Full Company Analysis:
$15 $10
$15 $10
$15 $10
$15 $10
$15 $10
$15 $10

TOTAL:

Description
Icon

See the Bigger Picture

Ameris Bank’s BCG Matrix snapshot reveals how its core banking segments and product lines perform across market growth and relative share—highlighting potential Stars in mortgage and wealth management, Cash Cows in retail deposits, and areas needing strategic review. This concise view points to where capital and management focus can boost returns or prune underperformers. Purchase the full BCG Matrix for quadrant-level placements, actionable recommendations, and downloadable Word + Excel files to guide confident investment and strategic decisions.

Stars

Icon

Commercial Real Estate in Southeast Hubs

Ameris Bank leads commercial real estate in Atlanta and Jacksonville, capturing ~18–22% share of regional CRE lending in key metro corridors as of Dec 31, 2025, with transaction volume up 9% YoY to $3.6B.

Demand stayed strong through 2025 driven by Sunbelt migration—metro population gains of 1.2–2.0% annually—and vacancy rates near 8% vs national 11%.

These assets need ongoing capital: Ameris allocated $420M to new development financing in 2025 to defend market share versus national banks.

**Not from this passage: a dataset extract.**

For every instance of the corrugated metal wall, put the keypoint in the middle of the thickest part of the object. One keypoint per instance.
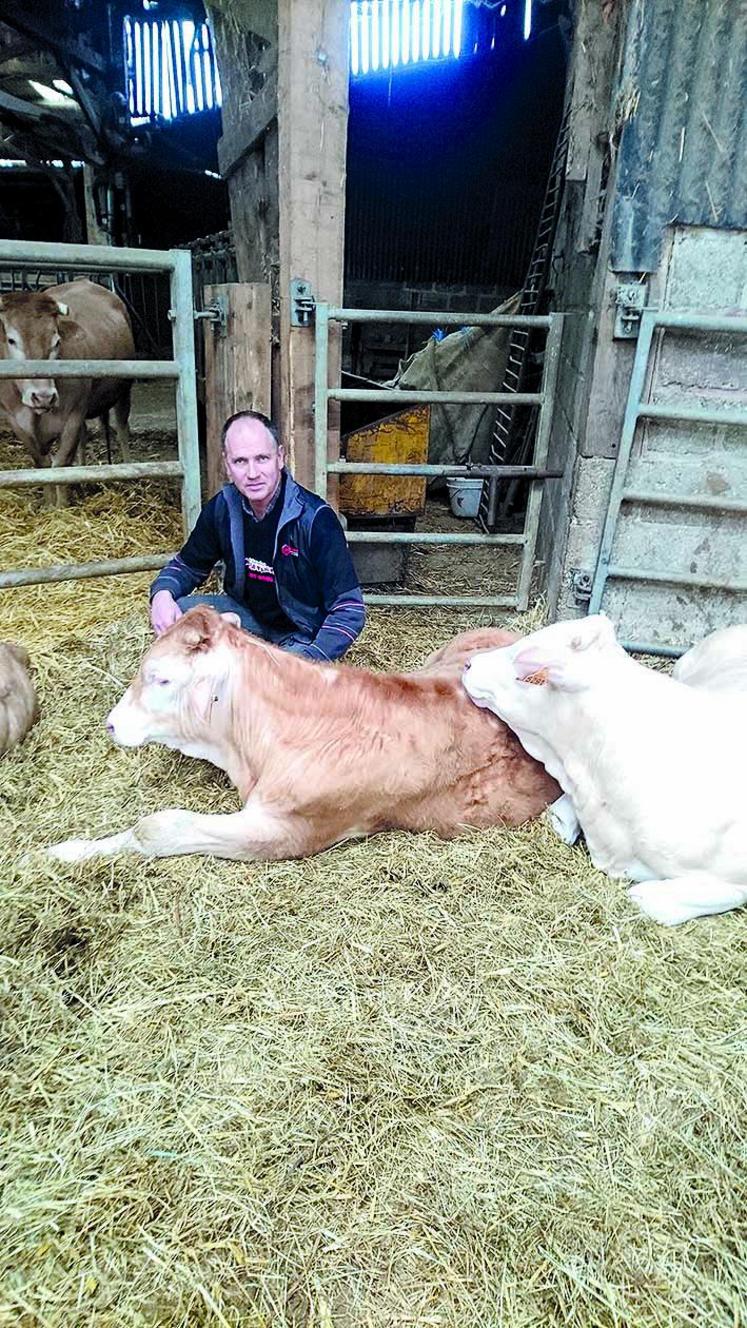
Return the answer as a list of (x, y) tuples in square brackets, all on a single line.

Focusing on these hubs lets Ameris lead an expanding urban CRE market that supports regional GDP growth of ~3.1% in 2025.

Icon

Digital Banking and Mobile Platforms

Ameris Bank’s digital ecosystem now handles roughly 48% of retail and 35% of business transaction volume after 2024, marking a strong adoption surge among tech-savvy clients.

High growth means ongoing spend: cybersecurity and UX improvements accounted for about $62M capex and $18M annual OPEX in 2024 to keep pace with shifting preferences away from branches.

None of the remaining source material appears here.